In 1981, instead of going to Martin Scorsese's masterpiece, Raging Bull, the Oscar went to Ordinary People. In 1983, instead of Steven Spielberg's E.T.: The Extra-Terrestrial, now a beloved classic, it went to Gandhi. Ordinary People and Gandhi have their merits, but it's been years since I've heard anyone mention either of them, let alone in the same breath as those other two films.
Nor did the Academy do much better in assessing a host of movies that have reached iconic status, according to the latest Sight & Sound listing, which is based on a poll of 846 critics, filmmakers and other movie connoisseurs. Rounding out the top 10 were Yasujiro Ozu's Tokyo Story (1953), Jean Renoir's The Rules of the Game (1939), F.W. Murnau's Sunrise (1927), Stanley Kubrick's 2001: A Space Odyssey (1968), John Ford's The Searchers (1956), Dziga Vertov's Man With a Movie Camera (1929), Carl Theodor Dreyer's The Passion of Joan of Arc (1928) and Federico Fellini's 8½ (1963). Only one of those pictures walked away with the Oscar — Sunrise, which took one of the two top prizes given in the early days of the Academy Awards. (Wings won the other.)
Each of the Sight & Sound top 10 is taught in film schools around the world; each has been cited by today's most distinguished filmmakers. But Oscar winners? The only other one on the list that came close was 8½, which was named best foreign-language picture in 1964.
We all know that some of our finest directors have been overlooked by the Academy; neither Hitchcock nor Welles won a directing Oscar, and it took Scorsese and Spielberg years before their work was officially sanctioned. But it's amazing how many sheer masterpieces never won the ultimate bauble or lost to lesser films.
God knows I enjoyed Cecil B. DeMille's The Greatest Show on Earth (1952), but did it really deserve to beat High Noon and The Quiet Man? I even quite liked Dances With Wolves (1990), but what was the Academy smoking when it gave Kevin Costner's film the Oscar over Goodfellas?
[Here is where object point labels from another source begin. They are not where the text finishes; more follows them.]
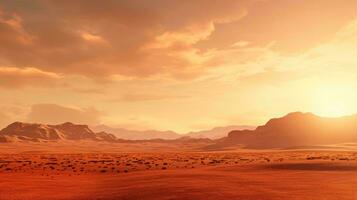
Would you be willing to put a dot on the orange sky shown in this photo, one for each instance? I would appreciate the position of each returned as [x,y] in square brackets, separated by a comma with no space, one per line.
[178,65]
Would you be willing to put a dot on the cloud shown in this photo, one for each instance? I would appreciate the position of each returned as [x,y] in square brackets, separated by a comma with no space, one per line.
[128,38]
[13,77]
[138,97]
[56,114]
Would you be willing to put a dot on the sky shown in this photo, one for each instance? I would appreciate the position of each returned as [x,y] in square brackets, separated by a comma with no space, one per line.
[175,64]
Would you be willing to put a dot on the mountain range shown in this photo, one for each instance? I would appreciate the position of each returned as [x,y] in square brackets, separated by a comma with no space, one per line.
[19,131]
[295,129]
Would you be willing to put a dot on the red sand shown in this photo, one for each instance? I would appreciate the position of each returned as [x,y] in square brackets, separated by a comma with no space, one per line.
[303,178]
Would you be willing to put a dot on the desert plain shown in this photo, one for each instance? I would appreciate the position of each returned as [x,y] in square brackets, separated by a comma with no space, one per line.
[46,171]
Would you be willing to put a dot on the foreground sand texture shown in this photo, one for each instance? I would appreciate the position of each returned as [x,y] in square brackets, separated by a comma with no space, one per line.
[180,175]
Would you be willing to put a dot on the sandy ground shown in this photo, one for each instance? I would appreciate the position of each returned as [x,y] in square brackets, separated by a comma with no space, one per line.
[180,175]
John Madden's Shakespeare in Love was a whole lot of fun — but seriously, would you give that pride of place over Saving Private Ryan?
What most of the winners have in common is three things: They tend to be lighter and brighter and lean toward optimism rather than pessimism. They display their production values on their sleeves. And they tap into an undefinable ethos of their times, either because the audience is in a mood for escape or the precise opposite.
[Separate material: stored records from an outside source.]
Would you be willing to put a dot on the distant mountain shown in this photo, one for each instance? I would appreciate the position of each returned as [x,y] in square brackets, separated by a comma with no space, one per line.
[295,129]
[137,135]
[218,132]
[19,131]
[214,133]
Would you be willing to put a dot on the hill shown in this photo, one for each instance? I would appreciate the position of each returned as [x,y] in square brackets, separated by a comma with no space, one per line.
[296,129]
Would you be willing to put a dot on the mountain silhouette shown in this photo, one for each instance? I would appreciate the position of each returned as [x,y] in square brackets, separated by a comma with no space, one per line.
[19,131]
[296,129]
All of these factors will impact the upcoming 89th Oscars and likely favor La La Land over its closest rival, Moonlight. The former may be tinged with sorrow, but it sizzles and burns with the joy of being alive; its production qualities are evident from its very first shot, all done in what is designed to look like one take; and at a time when the vast majority of Academy voters still are licking their wounds from the election of Donald Trump, it offers the kind of escape from our desperate problems that we all wish we could experience in real life.
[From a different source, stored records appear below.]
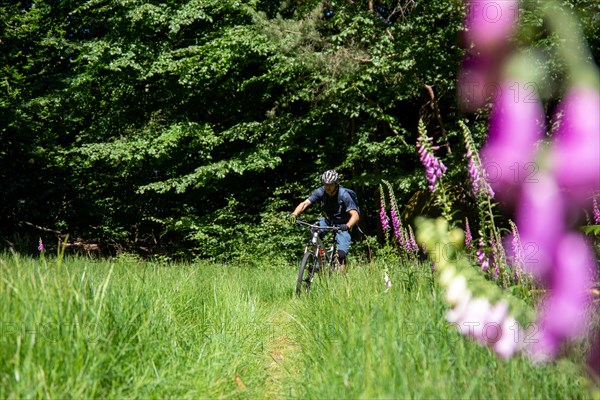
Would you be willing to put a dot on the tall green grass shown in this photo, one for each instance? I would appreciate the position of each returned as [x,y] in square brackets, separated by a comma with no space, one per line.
[359,341]
[80,328]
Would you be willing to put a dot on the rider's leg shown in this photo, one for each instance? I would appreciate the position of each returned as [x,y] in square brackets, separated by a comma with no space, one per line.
[323,222]
[343,240]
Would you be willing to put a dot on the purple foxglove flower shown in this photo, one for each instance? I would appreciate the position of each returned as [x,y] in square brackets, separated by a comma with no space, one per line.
[565,311]
[468,236]
[576,150]
[516,124]
[395,222]
[541,221]
[385,221]
[490,23]
[413,243]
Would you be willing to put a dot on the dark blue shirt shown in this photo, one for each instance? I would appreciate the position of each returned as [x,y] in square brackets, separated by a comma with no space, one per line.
[335,209]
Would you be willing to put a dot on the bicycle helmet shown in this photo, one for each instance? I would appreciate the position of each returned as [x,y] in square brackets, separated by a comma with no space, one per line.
[329,177]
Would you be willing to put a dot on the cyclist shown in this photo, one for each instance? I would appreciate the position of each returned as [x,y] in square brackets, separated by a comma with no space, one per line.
[338,208]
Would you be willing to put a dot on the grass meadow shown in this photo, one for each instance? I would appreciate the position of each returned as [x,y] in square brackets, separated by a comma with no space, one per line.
[126,328]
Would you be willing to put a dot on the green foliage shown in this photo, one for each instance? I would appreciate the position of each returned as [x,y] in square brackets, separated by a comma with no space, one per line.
[190,126]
A half-century from now, I suspect Moonlight will hold greater sway. But I could well be wrong — just like so many Oscar voters in the past. Maybe Rogue One: A Star Wars Story will be the highest-regarded picture, after all.
1. The Godfather*
2. The Wizard of Oz
3. Citizen Kane
4. The Shawshank Redemption
5. Pulp Fiction
7. The Godfather: Part II*
8. E.T.: The Extra-Terrestrial
9. 2001: A Space Odyssey
10. Schindler's List*
This story first appeared in the Jan. 13 issue of The Hollywood Reporter magazine. To receive the magazine, click here to subscribe.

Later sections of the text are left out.